Ketcham started in the business as an animator for Walter Lantz and eventually Walt Disney, where he worked on Pinocchio, Fantasia, Bambi, and several Donald Duck shorts.
During World War II, Ketcham was a photographic specialist with the U.S. Navy Reserve. He also created the character Mr. Hook for the Navy during World War II, and four cartoons were made (one by Walter Lantz Productions, in color, and three by Warner Bros. Cartoons, in black and white). Also, while in the Navy, he began a camp newspaper strip, Half Hitch, which ran in The Saturday Evening Post beginning in 1943.
After World War II, he settled in Carmel, California, and began work as a freelance cartoonist. In 1951, he started Dennis the Menace, based on his own four-year-old son Dennis. Ketcham was in his studio in October 1950, when his first wife, Alice, burst into the studio and complained that their four-year-old, Dennis, had wrecked his bedroom instead of napping. "Your son is a menace," she shouted.
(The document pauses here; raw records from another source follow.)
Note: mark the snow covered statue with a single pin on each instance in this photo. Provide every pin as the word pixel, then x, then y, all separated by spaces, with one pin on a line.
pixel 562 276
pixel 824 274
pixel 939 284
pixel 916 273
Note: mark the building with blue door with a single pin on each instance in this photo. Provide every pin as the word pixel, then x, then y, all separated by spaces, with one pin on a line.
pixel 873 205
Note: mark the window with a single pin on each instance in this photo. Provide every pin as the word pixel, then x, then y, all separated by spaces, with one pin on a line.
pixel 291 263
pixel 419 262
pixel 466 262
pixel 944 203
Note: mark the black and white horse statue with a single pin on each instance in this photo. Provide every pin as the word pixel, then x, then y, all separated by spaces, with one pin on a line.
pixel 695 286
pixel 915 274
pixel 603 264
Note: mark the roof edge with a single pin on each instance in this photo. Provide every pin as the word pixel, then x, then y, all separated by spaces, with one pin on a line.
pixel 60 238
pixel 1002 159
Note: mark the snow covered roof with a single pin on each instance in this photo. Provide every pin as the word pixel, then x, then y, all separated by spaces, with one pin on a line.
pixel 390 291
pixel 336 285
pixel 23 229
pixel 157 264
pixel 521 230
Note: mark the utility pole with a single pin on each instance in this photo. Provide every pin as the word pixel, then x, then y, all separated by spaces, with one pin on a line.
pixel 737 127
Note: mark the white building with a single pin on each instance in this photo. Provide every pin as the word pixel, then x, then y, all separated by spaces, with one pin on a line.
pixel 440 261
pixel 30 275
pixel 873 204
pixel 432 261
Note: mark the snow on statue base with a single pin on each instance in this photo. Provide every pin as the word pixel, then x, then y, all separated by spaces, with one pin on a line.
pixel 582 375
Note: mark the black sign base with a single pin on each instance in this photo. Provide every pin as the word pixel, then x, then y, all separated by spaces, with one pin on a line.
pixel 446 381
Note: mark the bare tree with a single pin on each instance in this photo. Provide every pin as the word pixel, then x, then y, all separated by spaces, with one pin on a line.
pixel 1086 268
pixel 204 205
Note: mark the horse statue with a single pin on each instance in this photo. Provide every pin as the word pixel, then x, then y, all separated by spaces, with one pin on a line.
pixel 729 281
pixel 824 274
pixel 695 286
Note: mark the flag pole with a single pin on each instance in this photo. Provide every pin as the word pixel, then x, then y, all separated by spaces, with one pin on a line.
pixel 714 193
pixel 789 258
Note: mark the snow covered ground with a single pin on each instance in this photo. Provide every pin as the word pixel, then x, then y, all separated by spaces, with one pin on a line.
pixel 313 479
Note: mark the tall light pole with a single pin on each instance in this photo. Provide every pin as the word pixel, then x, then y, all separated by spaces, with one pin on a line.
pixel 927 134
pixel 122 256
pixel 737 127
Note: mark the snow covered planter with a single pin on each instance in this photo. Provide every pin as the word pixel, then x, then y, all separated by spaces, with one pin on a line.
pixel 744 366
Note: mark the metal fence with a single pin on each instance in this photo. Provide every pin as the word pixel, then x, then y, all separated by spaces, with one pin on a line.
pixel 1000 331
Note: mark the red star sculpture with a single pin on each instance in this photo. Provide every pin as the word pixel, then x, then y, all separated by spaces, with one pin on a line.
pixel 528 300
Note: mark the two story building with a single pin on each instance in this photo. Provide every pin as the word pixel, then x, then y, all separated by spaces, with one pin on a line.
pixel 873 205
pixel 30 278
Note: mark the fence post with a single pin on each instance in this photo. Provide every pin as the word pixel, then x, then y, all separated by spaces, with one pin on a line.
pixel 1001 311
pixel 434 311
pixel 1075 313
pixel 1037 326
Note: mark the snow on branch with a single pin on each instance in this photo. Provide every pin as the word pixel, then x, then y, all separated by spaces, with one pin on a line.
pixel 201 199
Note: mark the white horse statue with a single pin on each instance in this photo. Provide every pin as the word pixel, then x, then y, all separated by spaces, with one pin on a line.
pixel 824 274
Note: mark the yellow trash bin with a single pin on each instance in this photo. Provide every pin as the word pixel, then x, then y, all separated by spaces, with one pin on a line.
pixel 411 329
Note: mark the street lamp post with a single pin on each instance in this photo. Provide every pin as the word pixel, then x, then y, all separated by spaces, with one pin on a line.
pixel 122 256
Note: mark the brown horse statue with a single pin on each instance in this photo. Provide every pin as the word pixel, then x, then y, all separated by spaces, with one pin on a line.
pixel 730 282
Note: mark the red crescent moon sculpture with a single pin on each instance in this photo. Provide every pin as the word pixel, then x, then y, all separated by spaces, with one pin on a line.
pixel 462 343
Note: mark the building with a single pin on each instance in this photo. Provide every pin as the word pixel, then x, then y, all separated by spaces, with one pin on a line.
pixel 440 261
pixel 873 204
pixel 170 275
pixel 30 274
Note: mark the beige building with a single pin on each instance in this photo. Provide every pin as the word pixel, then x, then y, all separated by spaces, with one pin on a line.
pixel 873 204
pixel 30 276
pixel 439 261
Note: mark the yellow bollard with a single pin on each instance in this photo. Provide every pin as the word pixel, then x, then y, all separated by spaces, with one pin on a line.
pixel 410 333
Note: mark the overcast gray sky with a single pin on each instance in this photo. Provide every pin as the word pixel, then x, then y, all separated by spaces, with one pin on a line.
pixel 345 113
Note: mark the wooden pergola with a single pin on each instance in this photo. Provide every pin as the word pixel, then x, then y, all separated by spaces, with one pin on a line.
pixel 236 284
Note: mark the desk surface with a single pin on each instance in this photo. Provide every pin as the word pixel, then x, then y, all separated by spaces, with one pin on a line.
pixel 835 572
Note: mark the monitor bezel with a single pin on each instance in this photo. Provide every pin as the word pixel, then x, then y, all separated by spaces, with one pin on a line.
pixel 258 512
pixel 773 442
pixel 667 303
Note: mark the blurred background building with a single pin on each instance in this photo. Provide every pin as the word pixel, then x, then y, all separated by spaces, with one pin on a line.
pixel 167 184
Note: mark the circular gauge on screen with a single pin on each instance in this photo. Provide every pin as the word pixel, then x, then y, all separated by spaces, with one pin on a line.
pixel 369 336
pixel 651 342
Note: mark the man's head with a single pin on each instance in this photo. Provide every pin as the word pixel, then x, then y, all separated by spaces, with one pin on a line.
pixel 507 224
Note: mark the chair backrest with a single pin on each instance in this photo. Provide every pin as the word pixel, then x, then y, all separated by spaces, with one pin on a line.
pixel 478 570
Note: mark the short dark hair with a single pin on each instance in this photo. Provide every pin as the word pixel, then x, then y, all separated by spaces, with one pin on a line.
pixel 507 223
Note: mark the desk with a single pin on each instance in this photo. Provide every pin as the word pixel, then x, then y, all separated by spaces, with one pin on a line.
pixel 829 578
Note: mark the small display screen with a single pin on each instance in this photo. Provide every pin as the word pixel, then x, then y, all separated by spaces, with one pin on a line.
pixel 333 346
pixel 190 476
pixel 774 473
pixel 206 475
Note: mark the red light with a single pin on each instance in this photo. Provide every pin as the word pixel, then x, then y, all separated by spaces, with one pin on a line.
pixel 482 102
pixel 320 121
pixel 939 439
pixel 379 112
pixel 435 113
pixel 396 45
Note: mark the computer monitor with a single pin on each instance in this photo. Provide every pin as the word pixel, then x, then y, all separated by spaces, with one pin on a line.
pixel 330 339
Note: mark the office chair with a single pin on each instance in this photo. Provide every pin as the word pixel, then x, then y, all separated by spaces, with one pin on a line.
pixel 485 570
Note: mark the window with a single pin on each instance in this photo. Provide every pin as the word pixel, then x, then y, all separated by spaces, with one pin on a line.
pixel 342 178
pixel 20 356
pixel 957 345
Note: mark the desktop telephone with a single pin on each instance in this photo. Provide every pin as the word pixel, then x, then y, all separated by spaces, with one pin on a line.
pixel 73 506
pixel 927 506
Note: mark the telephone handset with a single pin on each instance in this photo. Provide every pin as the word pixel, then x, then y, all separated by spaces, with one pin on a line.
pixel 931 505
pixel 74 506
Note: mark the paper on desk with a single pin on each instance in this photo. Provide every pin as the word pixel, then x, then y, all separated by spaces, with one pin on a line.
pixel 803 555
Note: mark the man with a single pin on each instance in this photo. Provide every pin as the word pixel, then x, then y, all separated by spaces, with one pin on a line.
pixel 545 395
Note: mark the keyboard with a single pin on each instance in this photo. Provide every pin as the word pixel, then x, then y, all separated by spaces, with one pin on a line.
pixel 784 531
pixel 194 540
Within five months, 16 newspapers began carrying the adventures of the impish but innocent "Dennis the Menace". By May 1953, 193 newspapers in the United States and 52 abroad were carrying the strip to 30 million readers.
The comic strip became so successful that it was adapted to other popular media, including several television shows, both live-action and animated, and several feature films, including theatrical and direct-to-video releases.